Tapi, setelah pesta digelar, justru sang suami berprilaku kasar hingga membuatnya harus berfikir ulang tentang pernikahan ini.
"Saya yakin, tidak ada satupun diantara kita ini yang menginginkan perceraian. Tapi saya harus mempertimbangan itu. Harus siap jika kondisi terburuk harus terjadi dalam perjalanan hidup saya," Olla.
Dan, keputusan pun diambil. Bagi Olla, bercerai adalah jalan terbaik. Daripada melanjutkan tapi tak sejalan.

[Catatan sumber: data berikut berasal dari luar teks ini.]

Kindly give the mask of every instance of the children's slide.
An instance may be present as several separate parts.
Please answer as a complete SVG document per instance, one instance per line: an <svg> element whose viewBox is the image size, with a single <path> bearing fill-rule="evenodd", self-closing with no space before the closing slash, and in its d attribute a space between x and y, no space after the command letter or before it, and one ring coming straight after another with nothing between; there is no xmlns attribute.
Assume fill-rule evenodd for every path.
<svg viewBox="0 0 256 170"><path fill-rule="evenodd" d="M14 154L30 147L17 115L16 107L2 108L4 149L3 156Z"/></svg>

Tak hanya hati yang sakit, fisik pun seringkali jadi sasaran. Di usia pernikahannya yang memasuki satu setengah tahun, Olla dan suami resmi bercerai.
"Saya harus jujur, perpisahan ini sangat menyakitkan!" ujar Olla.
Harus diakui, perasaan seseorang yang mengalami perceraian pasti akan hancur lebur, remuk dan entah apa lagi...
Tapi, Olla harus kuat. Ada Nay, putrinya yang kini berusia 11 tahun yang butuh perhatian dan perlindungannya. Nay tentu tak ingin melihat mamanya rapuh.
Maka, dalam segala keterbatasan yang ada, sebisa mungkin Olla berusaha tegar.
"Sebagai manusia biasa, kadang saya juga down. Patah semangat. Tapi saya akhirnya ingat, ini bagian dari taqdir Allah yang harus saya jalani," ungkapnya.
Dia percaya, setiap manusia membawa kisahnya masing-masing dan setiap masalah selalu ada jalan keluarnya. Maka, tak ada jalan lain kecuali memasrahkan semua cobaan ini kepada Allah Swt.